Project: Creative Coding 5/15/24 - Give The Devil His Due


Wed May 15 10:27:58 GMT-0700 (Pacific Daylight Time) 2024

The Creative Coding prompt was:

He will give the devil his due. — from King Henry IV

Someone looked up the meaning of that phrase.

one has to acknowledge the positive qualities of a person who is unpleasant or disliked.

I was grateful because I would have come up with a completely different idea of the meaning, something about an evil library.

I had recently watched AI-driven Dynamic Dialog through Fuzzy Pattern Matching. That describes how Valve makes actors talk to each other based on the current situation of the world. I wanted to make a simulation where a handful of autonomous actors trade procedurally generated dialogue. The actors could act out any situation, so I thought I could sufficiently abide by the creative prompt.

I started out with some hand-crafted actors with weird names. The thought developed into a scene where people are trading bad jokes to pass the time.

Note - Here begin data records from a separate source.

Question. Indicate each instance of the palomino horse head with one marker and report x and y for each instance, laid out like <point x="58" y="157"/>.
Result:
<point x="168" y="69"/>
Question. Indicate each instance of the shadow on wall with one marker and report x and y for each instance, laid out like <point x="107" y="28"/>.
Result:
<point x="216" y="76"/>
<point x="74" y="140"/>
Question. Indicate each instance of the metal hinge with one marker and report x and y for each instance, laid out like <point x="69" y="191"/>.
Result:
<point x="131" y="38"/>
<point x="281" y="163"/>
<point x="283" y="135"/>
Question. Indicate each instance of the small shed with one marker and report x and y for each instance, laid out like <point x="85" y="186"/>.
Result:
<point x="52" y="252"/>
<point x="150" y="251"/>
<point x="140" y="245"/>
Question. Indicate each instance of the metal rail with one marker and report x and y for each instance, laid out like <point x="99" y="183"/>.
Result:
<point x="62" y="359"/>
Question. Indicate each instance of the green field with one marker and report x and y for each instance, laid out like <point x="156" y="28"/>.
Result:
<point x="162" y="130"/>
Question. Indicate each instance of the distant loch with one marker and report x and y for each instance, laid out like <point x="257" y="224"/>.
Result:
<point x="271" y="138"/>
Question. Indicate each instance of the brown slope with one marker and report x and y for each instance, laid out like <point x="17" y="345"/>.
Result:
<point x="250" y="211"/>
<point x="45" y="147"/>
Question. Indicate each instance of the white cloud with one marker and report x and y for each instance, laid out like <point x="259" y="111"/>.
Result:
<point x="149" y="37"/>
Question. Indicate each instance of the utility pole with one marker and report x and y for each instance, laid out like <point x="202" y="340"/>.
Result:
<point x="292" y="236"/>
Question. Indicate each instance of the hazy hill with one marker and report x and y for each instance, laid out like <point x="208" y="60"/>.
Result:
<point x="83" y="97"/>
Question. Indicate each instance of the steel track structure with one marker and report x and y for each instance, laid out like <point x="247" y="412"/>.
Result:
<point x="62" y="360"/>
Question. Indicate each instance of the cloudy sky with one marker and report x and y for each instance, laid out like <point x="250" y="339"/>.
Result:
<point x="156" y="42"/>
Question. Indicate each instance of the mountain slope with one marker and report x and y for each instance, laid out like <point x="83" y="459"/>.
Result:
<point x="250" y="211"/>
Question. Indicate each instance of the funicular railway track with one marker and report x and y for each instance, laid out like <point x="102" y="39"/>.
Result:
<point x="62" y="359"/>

Mon May 20 02:50:00 PM PDT 2024

I got to a place where each character would tell some jokes, and eventually they'd all be too exhausted. I wanted them to regain stamina and start telling jokes again. When I tried to add regaining stamina, I realized I wasn't sure where it would go. My best thought was to make a separate temporal system, a normal real-time game loop where each character would regain some small chunk of their stamina over time. That didn't fit into the current model at all, where I was focused on an event-based model. But it made sense that to see a real-time scene play out, we'd want both a real-time engine, and an event engine. The real-time engine might spit out events regularly, and the event engine would respond, sometimes spitting out more events in its response, or scheduling new event listeners for future real-time triggers. Seemed like a great pairing, and closer to what I had in my other project. So instead of attempting to build this event-based dialogue generator in isolation, I realized it would be another component of the system I'd built elsewhere.